I see those echoes now—in homes without fathers, in women bearing crushing burdens alone, in boys who’ve never been taught how to carry strength, in girls shamed for their femininity, in systems that reward passivity and punish conviction. I see it in relationships where men are aimless and indecisive. Online, where women are sold as sexual content and men pay without blinking. We say nothing. We watch. And we fail.

But this isn’t about blame. It’s about responsibility. Guilt hides. Accountability steps forward.
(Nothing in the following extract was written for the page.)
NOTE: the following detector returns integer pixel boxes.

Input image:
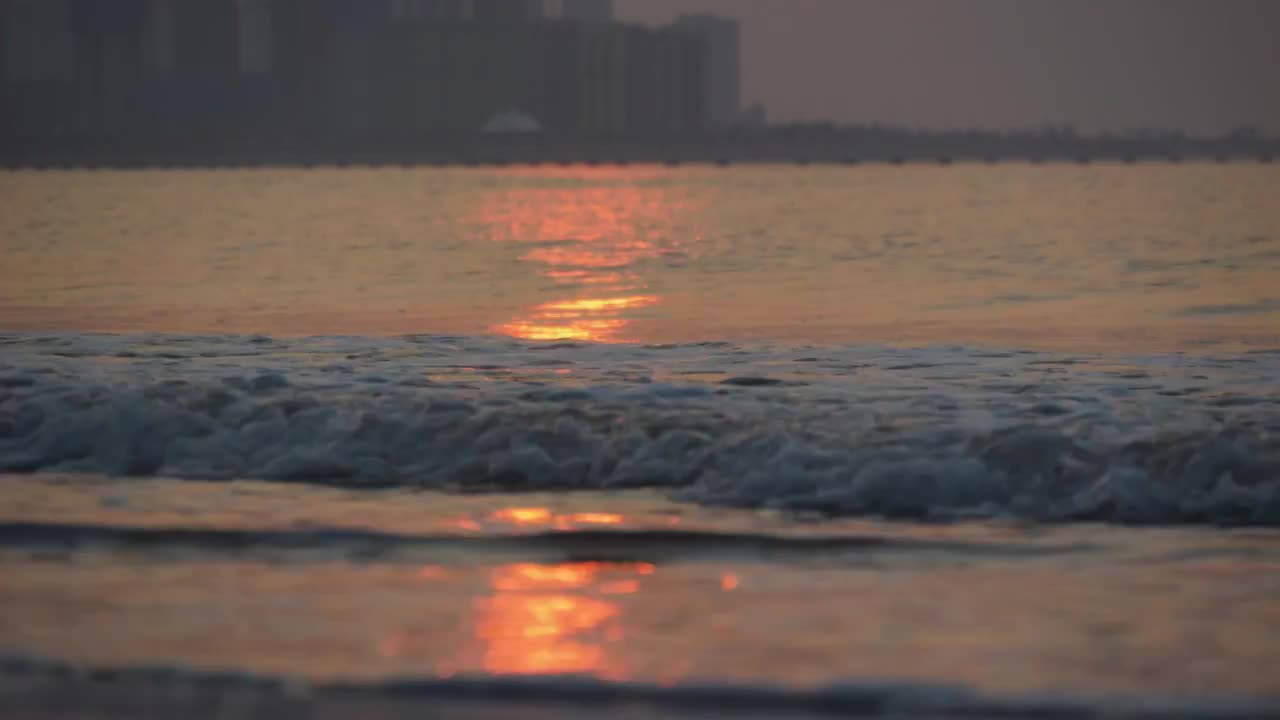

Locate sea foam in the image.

And accountability starts with this: I will own this. When I build my company and something breaks, I don’t waste time blaming competitors or the market. I look inward. I audit the system. I ask: Where did it fail? Who dropped the ball? What guardrail didn’t hold? And if the answer is me—I own it. That’s how you lead. That’s how you build. So why don’t we do the same in life?

We keep waiting for someone else. A movement. A politician. An influencer. But no cavalry is coming. No wave will wash it all clean. If men don’t rise—if we don’t name what’s broken and take the hit—this collapse will continue. And we will deserve it.

Look around. Our daughters are undressing for strangers, guided by algorithms and reinforced by money. Our sons are lost in screens, confused about what strength is or afraid to use it if they find it. Our wives are trying to hold broken homes together while being told they should want to tear them down. And what do we do? We retreat. We rationalize. We shrug and say the culture is too far gone.

But cultures don’t collapse on their own. They’re abandoned—one boundary at a time, one man at a time—until no lines remain because no men are left to draw them. We must be done with silence. Men must stop outsourcing their responsibility to institutions or ideologies. We are men. That means we are protectors. We were given strength—not to dominate, not to oppress—but to build walls, guard gates, and hold the line. Not to fling them open for every serpent in the field.

We must name the dangers. We must redraw the lines. We must say “No” when the world says “Maybe.” That “No” is love. Protection is love. To neglect is to abandon love. But the traps have been laid for us too. We’ve been trained to believe that only the feminine version of love is valid—the kind we see in the women we cherish. Patient. Nurturing. Flexible. That love warms us. It makes space for us. But it is not the love of a father. The love of a strong father sets boundaries. Holds the line. Says “no” before harm can even begin.

We don’t let our little sister strip for strange men once. We don’t give pornographers a second chance. We don’t enable behavior we know is wrong. The love of a man is strong and firm. And when others try to call it dangerous or toxic—they are not trying to protect women. They are trying to disarm the only force that can.

There is no perfect man. Only the man who chooses to stand while others sit. The one who says, “I will be accountable.” That’s the kind of man we need to be. That’s the kind we must raise. That’s the kind we must keep close.

If you’re reading this and you feel the same—start there. With a simple confession: We have failed. But we will not fail again. Not while we still have breath. Not while the serpent still slithers. Not while there’s still time to draw the line before it speaks.